Date of Award

2009

Document Type

Thesis

Department

Economics

Subjects

Foreign investments, Foreign investments -- United States, Foreign investments -- China, Asian investments -- United States, International business enterprises -- United States

DOI

10.15760/honors.645

Abstract

Since 1979 when China opened its economic borders, it has seen an influx of foreign direct investment that gradually snowballed into enormous annual inflows of capital. Researchers have taken advantage of this event as an incredibly useful testing ground of theories regarding FDI. Using this new data from China, along with data from countries already open to outside investment, many variables, such as GDP, wage, and distance, have been found to consistently correlate in one way or another to particular aspects of FDI inflow, including amount, location, timing, and type.

One such variable that has had some attention is corruption. While it has been well established that corruption in general is a deterrent to FDI inflows, little else can be confidently said about its effect on FDI. This paper is an attempt to at least get a sense of what the effect of corruption might be on two aspects of FDI: timing and type.

These are both important effects to know about, certainly at least from the standpoint of governments. If it could be shown that firms are less hesitant to invest, or more willing to commit high equity type investments when corruption is low, governments, particularly those in developing countries that rely on FDI, may be persuaded to make more of an effort to fight corruption and improve governance.

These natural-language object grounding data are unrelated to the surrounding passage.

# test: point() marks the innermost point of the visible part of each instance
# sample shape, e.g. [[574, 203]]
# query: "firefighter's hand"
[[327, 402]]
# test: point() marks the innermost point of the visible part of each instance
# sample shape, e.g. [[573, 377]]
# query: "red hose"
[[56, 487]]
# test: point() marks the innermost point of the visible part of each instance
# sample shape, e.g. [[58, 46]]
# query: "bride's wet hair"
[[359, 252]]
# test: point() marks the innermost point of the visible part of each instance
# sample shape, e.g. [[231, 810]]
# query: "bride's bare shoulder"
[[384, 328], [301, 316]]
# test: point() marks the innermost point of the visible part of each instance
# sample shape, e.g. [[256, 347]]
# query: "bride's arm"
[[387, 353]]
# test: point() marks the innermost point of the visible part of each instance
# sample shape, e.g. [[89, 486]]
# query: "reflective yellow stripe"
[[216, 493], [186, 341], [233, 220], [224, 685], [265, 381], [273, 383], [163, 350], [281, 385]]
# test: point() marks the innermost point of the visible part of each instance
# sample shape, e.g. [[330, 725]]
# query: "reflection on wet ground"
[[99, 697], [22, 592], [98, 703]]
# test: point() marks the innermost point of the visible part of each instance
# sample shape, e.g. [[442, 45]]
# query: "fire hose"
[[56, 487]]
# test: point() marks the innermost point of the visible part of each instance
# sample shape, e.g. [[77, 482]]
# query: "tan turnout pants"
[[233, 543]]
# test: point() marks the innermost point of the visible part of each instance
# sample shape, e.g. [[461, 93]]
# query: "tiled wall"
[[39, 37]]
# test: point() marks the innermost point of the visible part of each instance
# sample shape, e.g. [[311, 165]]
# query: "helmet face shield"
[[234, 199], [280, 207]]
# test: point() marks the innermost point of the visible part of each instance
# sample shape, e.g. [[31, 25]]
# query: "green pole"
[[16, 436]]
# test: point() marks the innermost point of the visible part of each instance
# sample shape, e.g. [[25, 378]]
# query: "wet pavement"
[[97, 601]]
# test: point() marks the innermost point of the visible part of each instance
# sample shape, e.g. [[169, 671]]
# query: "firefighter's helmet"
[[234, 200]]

This paper will describe two models, one measuring the effect of corruption on how quickly a firm chooses to invest in China, and another measuring the effect of corruption on what sort of investment the firm makes. The remainder of the paper is divided into four parts: A survey of previous literature on the subject, a description of the empirical framework (itself subdivided into parts, discussions of the dependent variables under consideration, the corruption measures used, the control variables, and the source of data), a report of the empirical results, and finally the conclusion.

Comments

An undergraduate honors thesis submitted in partial fulfillment of the requirements for the degree of Bachelor of Science in University Honors and Economics.